What the flying fvck? I thought you canned that bimbo and you were headed for D. WTF happened?


----------



## TaDor (Dec 20, 2015)

Acoa said:


> Good article, I dragged the corpse around for a couple of years after Dday1. I don't consider those wasted years, it took me that time to process the fact the marriage was dead. I was hoping for a miracle.
> 
> The telling part was her not doing the 'work'. I wanted her to read Shirley Glass's book "Not Just Friends", but she "lost" it. She wouldn't read some other articles I asked her to. She would agree to, but never find the time. If that is happening to you, then you have a corpse on your hands.


If my WW was doing what yours did, I would not be working on our relationship. I did buy that book and we're both still reading it. She has agreed to all types of related therapy and even brought up other couple's support meetings for us to go to. Even last night, we were at a couples AA/ALA meeting and she voiced before I did, that she wants us to continue such meetings.

Even with all of this, thinking we're fixed - hasn't happened yet as its recent and we have many many months of repairs to do.

My WW is going to read books I have checked out of the library, after she is done with "Not Just Friends" ~ as will I.

I'm hoping for the best.

But yeah, in that article : if the cheating partner (or any partner) is not wanting to do therapy or the WORK to repair and heal - then the marriage is a dead corpse.


----------



## RWB (Feb 6, 2010)

ThePheonix said:


> I've been beating the drum that *women in affairs have typically lost interest in their spouse *and it seldom, if ever, returns. Although its usually ignored, the facts often support my contentions.


Time tells the real story...

Oh, the former cheating wife may put a good show on for you, friends, family for a year or two, maybe longer... but that *Interest *will be telling as the months roll by to years. 

I remember post DD, my wife desperately wants to R. Says it's all her fault, pleads for mercy. I looked at her in MC one afternoon and asked...

_"What's changed. I'm the same person I was 10, 20 years ago. You know I'm not changing. Why now do you so want me and pledge your love, basically your devoted interest... 1 month ago you despised me, told your AP our marriage had meant nothing for years, "we" were nothing together. Why now?"_

*Is it really reconciliation or are you just dragging the corpse around?*

Good question? Probably one anyone attempting R should revisit on a regular basis. 6+ years down road, its not a one and done. It has it's daily challenges. In time, you begin to except the baggage for what it is.


----------



## Vikings (Feb 3, 2016)

Our MC has never heard the term gaslighting, I never until I came to this forum. My wife and I are smarted than the MC, not sure she is going to be able to help us. I'm going to look for a better one that will know how to crack a sex addict that is hiding in the closet.


----------



## *Deidre* (Feb 7, 2016)

Never been through this, but think it would boil down to if both spouses are truly interested in reconciling, or just too afraid of being divorced. It would be better to go through a divorce, than stay in a marriage where the only reason a WS is remaining, is because he/she doesn't want to lose a lifestyle and upset the kids. To me, such a person...it will only be a matter of time before he/she goes the wayward route again.


----------



## blahfridge (Dec 6, 2014)

Vikings said:


> Our MC has never heard the term gaslighting, I never until I came to this forum.
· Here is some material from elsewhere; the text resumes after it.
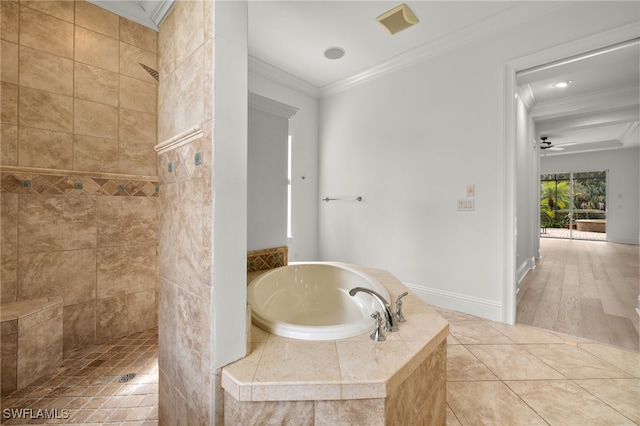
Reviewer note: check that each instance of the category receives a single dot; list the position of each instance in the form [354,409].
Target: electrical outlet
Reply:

My wife and I are smarted than the MC, not sure she is going to be able to help us. I'm going to look for a better one that will know how to crack a sex addict that is hiding in the closet.



Vikings, I have read some of your other threads so I know some of your situation. I hope you and your wife are not just doing MC, but IC as well. Your wife needs to be with someone who has experience with sex addiction. You need to make that a requirement.


----------



## magoguen (Mar 23, 2016)

It's not just the WS that can go through the motions. I was a BS and even though I was doing all the hard work, the bottom line was that my gut instinct told me to split immediately and i ignored it. I was afraid of starting over and decreasing my lifestyle. Even though I knew the ex's heart wasn't in it and he was expecting me to do all the work, I devalued my worth enough to think that was the best I deserved. I honestly believe that when a BS stays with a cheater the only they're guaranteed is another dday. I didn't get one of those but I'm convinced if I stayed that's all I would've gotten. He didn't want to stay with me, he just didn't want to lose half of his ****....In his defense I didn't either.


----------



## RWB (Feb 6, 2010)

magoguen said:


> He didn't want to stay with me, he just didn't want to lose half of his ****....In his defense I didn't either.


Brutal Honesty.


----------



## ThePheonix (Jan 3, 2013)

The thing a lot of folks fail to realize is there was a reason for the affair. (and there are many) Until the reason(s) is honestly identified and dealt with, its going remain in a smoldering state in any attempt to salvage the relationship. 
Just because a person shows remorse and is transparent in their activities, is not necessarily an indication the desire is out of their blood, if you will. Merely characterizing the relationship as a "R" without actually knowing why the cheating happened and dealing with reason, if it can be dealt with, is likely doomed (or unsatisfactory at best) .


----------



## mrshavisham (Mar 8, 2016)

Vikings said:


> Our MC has never heard the term gaslighting, I never until I came to this forum. My wife and I are smarted than the MC, not sure she is going to be able to help us. I'm going to look for a better one that will know how to crack a sex addict that is hiding in the closet.


What is gaslighting?


----------



## straightshooter (Dec 27, 2015)

In the book "Not JUst Friends" I believe it clearly states that one of the reasons the chances for reconciliation are worse when women cheat is not only the sex but women typically are " checked out" before the sex begins.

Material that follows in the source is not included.